On February 20, 1969, after a review of some undisputed documents and inquiry into petitioner’s financial status, the Court appointed civilian counsel to represent petitioner here.

At a further hearing on the same date, respondents stated that there was no issue as to the sufficiency of the petition or the jurisdiction of the Court and acknowledged that petitioner had exhausted whatever administrative remedies may have existed for determination of his claim.

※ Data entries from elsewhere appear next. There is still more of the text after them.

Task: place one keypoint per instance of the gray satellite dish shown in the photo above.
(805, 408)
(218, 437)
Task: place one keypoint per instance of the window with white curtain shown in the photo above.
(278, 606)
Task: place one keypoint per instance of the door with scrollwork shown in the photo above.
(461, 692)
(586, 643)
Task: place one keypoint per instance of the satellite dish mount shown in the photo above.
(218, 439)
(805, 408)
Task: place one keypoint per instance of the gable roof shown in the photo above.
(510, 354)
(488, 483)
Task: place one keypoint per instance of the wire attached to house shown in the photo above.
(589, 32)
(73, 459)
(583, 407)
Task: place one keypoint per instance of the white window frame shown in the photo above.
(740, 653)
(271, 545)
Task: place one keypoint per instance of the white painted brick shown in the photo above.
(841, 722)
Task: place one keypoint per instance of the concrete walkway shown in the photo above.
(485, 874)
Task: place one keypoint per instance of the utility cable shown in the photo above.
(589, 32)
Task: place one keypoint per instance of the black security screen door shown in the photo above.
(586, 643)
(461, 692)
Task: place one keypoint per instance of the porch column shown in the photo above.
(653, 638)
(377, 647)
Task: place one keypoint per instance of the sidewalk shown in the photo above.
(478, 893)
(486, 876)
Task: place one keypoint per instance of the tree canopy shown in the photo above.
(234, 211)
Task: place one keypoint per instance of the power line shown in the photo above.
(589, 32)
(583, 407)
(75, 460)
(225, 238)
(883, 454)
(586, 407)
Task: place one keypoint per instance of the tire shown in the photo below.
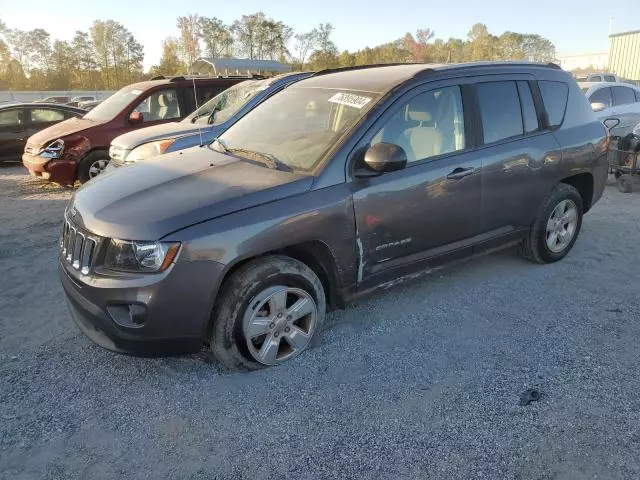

Accordingly, the Court held that it had jurisdiction of the cause and ordered that any military proceeding with relation to the trial of the petitioner for allegedly being improperly absent from the United States Navy be held in abeyance pendente lite. The Court also recommended that petitioner be transferred to a non-disciplinary barracks. Finally, the Court set a plenary evidentiary hearing for March 3,1969.

On that date, petitioner and respondents each announced their readiness to proceed. The Court received testimonial and documentary evidence on March 3, 4 and 5. With the cooperation of counsel, the witnesses and of the various Naval personnel assisting the respondents’ counsel the Court was able to continue with its hearings until well into the evenings so as to expedite resolution of the matter. 1

Before summarizing the Court’s conclusions of law and fact, preliminary comment is appropriate. The Court wishes to compliment the Navy personnel involved in this proceeding. Each conducted himself with the directness and courtesy typifying that great service. They have done the Navy proud and deserve its commendation. Secondly, the Court fully recognizes that the case before it is unusual and wishes to emphasize that the following discussion must be read in light of that unique factual situation.

I.

As already noted, respondents expressly conceded the jurisdiction of the Court prior to the evidentiary hearing. Nonetheless, in their motion for judgment at the close of petitioner’s case, they urged that the Court did not have jurisdiction because petitioner had not exhausted his administrative remedies. 2 Despite respondents’ earlier concession that any administrative remedies had been exhausted, the Court has *1272 examined the respondents’ later contrary-contention and finds it to be without merit.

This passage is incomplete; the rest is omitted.